Filmbuch-Rezensionen
Filmbuch des Monats
Juli 2010

Joseph Garncarz
Maßlose Unterhaltung
Zur Etablierung des Films in Deutschland 1896–1914
Stroemfeld, Frankfurt am Main und Basel 2010
256 S., 29 €
ISBN 978-3-87877-802-8

Joseph Garncarz:
Maßlose Unterhaltung.
Zur Etablierung des Films in Deutschland 1896–1914

Die Frühzeit des Films ist von der Wissenschaft erst spät entdeckt worden. Seit gerade mal zwanzig Jahren gibt es ein spezielles Interesse für die erste Phase der Filmgeschichte, die man auf die Zeit von 1895 bis 1914 datiert.
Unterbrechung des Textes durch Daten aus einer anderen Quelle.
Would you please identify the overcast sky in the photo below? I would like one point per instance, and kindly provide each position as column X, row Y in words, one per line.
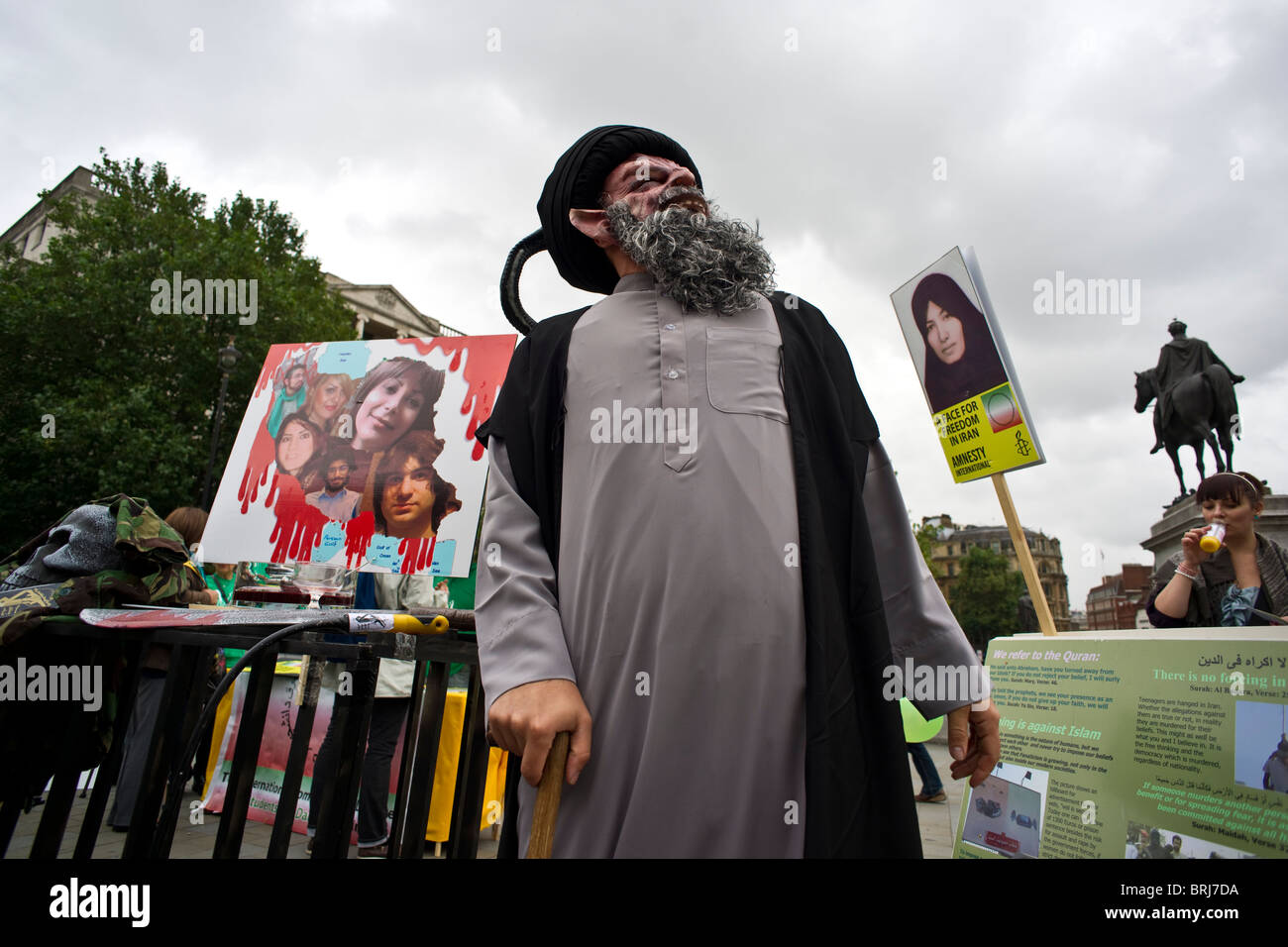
column 1141, row 142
Als wissenschaftliche Pionierin gilt Corinna Müller mit ihrem Buch „Frühe deutsche Kinematographie“ (erschienen bei Metzler 1994).Ihr Schwerpunkt waren Produktion und Vertrieb der anfänglichen Kurzfilme und die Entwicklung zum programmfüllenden Film ab 1909. Bei Joseph Garncarz stehen die Orte im Zentrum, in denen die Filme der Frühzeit vorgeführt wurden: Varieté und Jahrmarkt, Saal- und Ladenkino, Filmtheater und Kinopalast. Die Entwicklung hat eine ökonomische, eine soziologische und eine kulturelle Logik, es geht um das Wachstum eines neuen Vergnügens, um Ansprüche der Konsumenten, um Erwartungen unterschiedlicher Bevölkerungsschichten und natürlich um Geld.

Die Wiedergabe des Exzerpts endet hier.